Выбрать главу

К сержанту Пищурину приехала из Владивостока жена. Молодая и красивая, она со стороны выглядела спокойной и даже веселой, только часто и жарко целовала смущенное лицо мужа. Рядом с ними стояла в кольце пришедших проводить ее родственников военфельдшер Оля Соколова. Она была местной и провожали ее отец с матерью, две сестры, младший братишка, дяди и тетки. К Олегу Красовскому приехала рано поседевшая и поблекшая мать. Она так рыдала и причитала, обнимая своего Олеженьку, будто он уже был убит на фронте.

Колобов, стоя в дверях теплушки, то хмурил, то вскидывал свои широкие брови. Он сам не пожелал, чтобы Катюша приехала сюда с дочкой-грудняшкой. Дорога не такая уж дальняя, но и не близкая. К тому же ему уже дважды за это лето довелось прощаться с женой: поневоле станешь суеверным.

Рядом со взводным командиром так же одиноко стоял второй номер ПТР Юра Шустряков.
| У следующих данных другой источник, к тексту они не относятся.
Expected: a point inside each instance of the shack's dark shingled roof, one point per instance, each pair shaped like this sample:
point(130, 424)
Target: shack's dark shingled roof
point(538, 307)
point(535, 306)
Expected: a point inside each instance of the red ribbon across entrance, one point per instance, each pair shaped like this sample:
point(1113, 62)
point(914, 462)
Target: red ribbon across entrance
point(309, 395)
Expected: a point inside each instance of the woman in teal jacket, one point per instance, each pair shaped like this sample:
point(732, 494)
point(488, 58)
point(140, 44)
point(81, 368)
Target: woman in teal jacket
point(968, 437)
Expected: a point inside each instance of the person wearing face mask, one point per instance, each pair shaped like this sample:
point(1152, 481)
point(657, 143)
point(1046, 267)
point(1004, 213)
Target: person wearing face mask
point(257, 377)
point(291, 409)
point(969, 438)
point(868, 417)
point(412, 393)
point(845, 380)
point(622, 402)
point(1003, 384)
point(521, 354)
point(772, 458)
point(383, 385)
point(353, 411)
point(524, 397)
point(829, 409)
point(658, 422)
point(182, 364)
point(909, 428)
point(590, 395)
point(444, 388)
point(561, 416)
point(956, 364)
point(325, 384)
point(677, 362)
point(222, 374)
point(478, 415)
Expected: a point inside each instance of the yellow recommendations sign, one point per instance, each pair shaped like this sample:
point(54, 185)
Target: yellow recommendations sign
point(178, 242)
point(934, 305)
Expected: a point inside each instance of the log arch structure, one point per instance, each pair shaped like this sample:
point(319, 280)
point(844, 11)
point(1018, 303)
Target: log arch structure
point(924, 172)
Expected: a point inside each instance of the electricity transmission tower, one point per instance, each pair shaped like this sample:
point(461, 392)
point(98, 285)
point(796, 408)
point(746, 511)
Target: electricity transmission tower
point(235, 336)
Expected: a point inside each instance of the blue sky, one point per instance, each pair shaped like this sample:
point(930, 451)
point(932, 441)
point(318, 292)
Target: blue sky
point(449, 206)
— А нам с вами, товарищ старшина, и попрощаться не с кем, — грустно сказал он.

— Почему же не с кем? Вон как много народу пришло нас с тобой проводить. А девчат сколько! Маши им рукой, посылай воздушные поцелуи, обещай стоять за Родину насмерть.

Помолчав, Юра обиженно заметил:

— Хоть бы оружие на руки выдали — другой вид был бы.

— Не нужно оно нам в дороге. Потому и не выдали.

— По вагонам! — раздалась протяжная команда, и сразу же вслед за ней громко и требовательно запела медноголосая труба.

Все, кто был на перроне, задвигались, засуетились. Сквозь общий шум громче прорезались рыдания, поцелуи, прощальные напутствия и заверения. Нетерпеливо загудел паровоз. Потом еще раз. Состав прогремел из конца в конец сцепками, заскрипел железом и медленно, натужно тронулся с места, исподволь ускоряя свой бег на запад — туда, где грохотала война.

В кольце

Есть в неудачном наступленье

Несчастный час когда оно

Уже остановилось, но

Войска приведены в движенье..

К. Симонов

Больше недели сменявшие друг друга на узловых станциях паровозы гнали эшелон на запад. С глухим простуженным ревом мчался он сквозь дни и ночи, мимо нарядных березовых рощ, темных задумчивых дубрав и болотистых осиновых перелесков. С воющим гулом нырял состав под габаритные фермы железнодорожных мостов, отстукивал четкую дробь на равнинных участках.

В Свердловске, где простояли более пяти часов на воинской площадке, сбежали трое из двадцать шестой роты. После нескольких поверок и перекличек отодвигающиеся двери вагонов заколотили так, что в них можно было проходить только по одному. Через каждые две теплушки посадили по автоматчику в добротной суконной гимнастерке и фуражке с малиновым околышем. Начальство у сопровождающих было свое: молоденький насупленный лейтенант, перетянутый скрипучими ремнями портупеи. Подселенцы, как прозвали их бойцы, в разговоры со штрафниками не вступали, молча выполняли порученное им дело. Теперь правом свободного выхода из вагонов на остановках могли пользоваться только командиры взводов и их помощники. Остальные выходили лишь группами по пять-шесть человек в сопровождении командиров отделений.

Где-то около Перми погода испортилась, и эшелон несся куда-то в промозглую неизвестность под грубоватые шутки, смех и сонное бормотанье штрафников. Изредка останавливались на неизвестных разъездах, пропускали поезда с большими красными крестами на стенах вагонов, и вновь разгонялись сквозь моросящую слякоть и свист ветра.

После Свердловска, когда повернули на Пермь, а затем на Киров и Котлас, стало ясно, что направляются они на северо-запад: то ли под Ленинград, то ли в Карелию или под Мурманск, в Заполярье. Но говорили почему-то больше о Ленинграде, особенно после остановки на небольшой железнодорожной станции Шарья. Здесь располагались госпитали и промежуточные восстановительные пункты для эвакуируемых из Ленинграда детей и женщин. После увиденного на этой станции в теплушках надолго замолкли шутки.

Появились и первые очевидные признаки приближающегося фронта: светомаскировка, разрушенные станционные здания, валявшиеся под откосом исковерканные вагоны.

…Николай Колобов проснулся за полночь. Громыхали и отстукивали свой уже до тошноты надоевший бег чугунные колеса. Вагон раскачивало из стороны в сторону. Под ударами ветра гудела металлическая крыша. В едва угадываемое в темноте оконце залетали холодные капли дождя. Над нарами пронзительно дуло и по теплушке гуляли холодные сквозняки. Вокруг слышались храп, бормотанье и всхлипы спящих бойцов.